Melirik Senyum dibawah sinar sore matahari
Tak selamanya rasa tertekan, rasa
lelah, tidak tergantikan dengan apa-apa. Tidak selamanya kepasrahan bisa begitu
saja tertebar jika tidak ada usaha. Tidak selamanya duri tertanam di atas
tangkai mawar karena jika layu tidak ada lagi duri setajam sebelumnya tertanam
disana. Tidak selamanya luka akan ada menganga karena seiring berjalannya waktu
semuanya akan tertutup semula meskipun menyisakan bekas tapi tidak rasa sakitnya
tidak seperti semula.
Ketika semakin jauh menapaki anak tangga,
semakin dekat dengan puncak semakin cepat pula ketukan jantung terdengar. Yang kemungkinan
hanya ada dua, duka atau suka.
Bertemu di lorong yang berbentuk
horizontal membentang menuju dua arah kemungkinan. Keluar atau masuk. Tapak kaki
seperti terdengar, semua berbentuk seperti slowmotion ketika kaki semakin
mendekat. Suara khasnya terdengar. Mata bergerak sejenak menangkap antusias
rasa gembira itu. Duduk dekat pintu sambil berbagi kebahagiaan dan tersenyum
dibawah sinar matahari sore yang berbau ke optimisan.
Sayangnya langkah tidak melewati tempatnya
karena terburu masuk ke satu ruang.
Sayangnya langkah tidak melewati tempatnya
kaerna tubuh berbalik ketika melangkah ke satu tempat lain.

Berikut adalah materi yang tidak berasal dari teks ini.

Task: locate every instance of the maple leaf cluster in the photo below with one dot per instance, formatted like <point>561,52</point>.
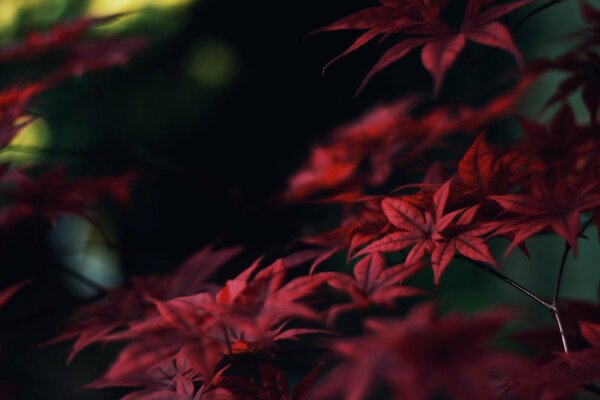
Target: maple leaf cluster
<point>201,333</point>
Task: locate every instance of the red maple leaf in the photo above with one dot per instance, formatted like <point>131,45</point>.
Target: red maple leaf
<point>52,194</point>
<point>423,356</point>
<point>554,204</point>
<point>442,43</point>
<point>372,284</point>
<point>62,36</point>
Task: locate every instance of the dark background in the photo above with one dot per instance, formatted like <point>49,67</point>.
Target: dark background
<point>213,155</point>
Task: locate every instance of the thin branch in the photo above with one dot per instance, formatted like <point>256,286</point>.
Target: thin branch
<point>563,262</point>
<point>512,283</point>
<point>555,298</point>
<point>561,328</point>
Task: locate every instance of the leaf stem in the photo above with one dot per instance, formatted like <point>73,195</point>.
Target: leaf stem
<point>511,282</point>
<point>555,298</point>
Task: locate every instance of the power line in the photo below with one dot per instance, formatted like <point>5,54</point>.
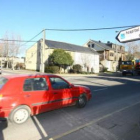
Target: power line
<point>108,28</point>
<point>16,40</point>
<point>32,38</point>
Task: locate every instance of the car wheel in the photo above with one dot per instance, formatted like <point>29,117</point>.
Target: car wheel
<point>82,101</point>
<point>20,115</point>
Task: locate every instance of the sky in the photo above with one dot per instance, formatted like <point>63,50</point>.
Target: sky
<point>27,18</point>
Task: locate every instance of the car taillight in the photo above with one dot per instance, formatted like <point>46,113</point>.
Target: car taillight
<point>1,97</point>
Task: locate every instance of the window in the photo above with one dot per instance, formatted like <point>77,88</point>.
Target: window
<point>111,54</point>
<point>2,81</point>
<point>58,83</point>
<point>34,84</point>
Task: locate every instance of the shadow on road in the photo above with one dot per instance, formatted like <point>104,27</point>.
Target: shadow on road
<point>3,125</point>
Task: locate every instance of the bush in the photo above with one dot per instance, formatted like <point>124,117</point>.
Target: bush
<point>77,68</point>
<point>105,69</point>
<point>52,69</point>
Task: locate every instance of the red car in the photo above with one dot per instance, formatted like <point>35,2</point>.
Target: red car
<point>25,95</point>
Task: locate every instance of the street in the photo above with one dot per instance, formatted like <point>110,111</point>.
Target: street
<point>112,114</point>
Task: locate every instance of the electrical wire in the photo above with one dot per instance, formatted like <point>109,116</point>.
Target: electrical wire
<point>32,38</point>
<point>16,40</point>
<point>108,28</point>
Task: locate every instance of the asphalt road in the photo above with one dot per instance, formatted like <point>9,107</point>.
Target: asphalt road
<point>112,114</point>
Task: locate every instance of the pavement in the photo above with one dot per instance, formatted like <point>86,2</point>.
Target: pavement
<point>118,73</point>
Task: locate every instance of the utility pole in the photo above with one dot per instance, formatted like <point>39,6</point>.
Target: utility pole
<point>42,54</point>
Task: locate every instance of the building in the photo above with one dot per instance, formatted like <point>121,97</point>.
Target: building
<point>110,54</point>
<point>88,58</point>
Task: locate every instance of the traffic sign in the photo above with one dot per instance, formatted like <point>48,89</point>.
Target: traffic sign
<point>128,35</point>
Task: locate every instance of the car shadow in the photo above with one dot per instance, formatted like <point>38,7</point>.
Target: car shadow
<point>3,125</point>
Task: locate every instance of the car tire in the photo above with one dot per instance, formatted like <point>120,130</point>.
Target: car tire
<point>81,102</point>
<point>20,114</point>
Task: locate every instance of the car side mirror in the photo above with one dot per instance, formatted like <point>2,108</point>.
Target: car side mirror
<point>71,86</point>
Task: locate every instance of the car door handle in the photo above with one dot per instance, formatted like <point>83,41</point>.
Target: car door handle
<point>28,95</point>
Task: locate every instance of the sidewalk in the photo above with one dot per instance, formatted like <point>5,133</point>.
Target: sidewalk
<point>65,74</point>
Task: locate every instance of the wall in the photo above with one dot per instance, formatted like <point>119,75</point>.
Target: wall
<point>87,60</point>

Sungguh kasihan sekali kepada
perasaan yang hampir menyerah pada pasrah diri karena ketika keluar dari satu
ruang tadi, ada sebuah cara untuk
melewati tempatnya meski bukan dengan langkah melainkan dengan senyum. Ketika
langkah turun ke bawah, kesenangan membuncah. Ada rasa lega. Meski belum ada
warna yang jelas tapi melihat matahari terbenam , rasanya ujung ini akan
memberikan kejelasan. Semoga ada yang lain di hari-hari September lainnya.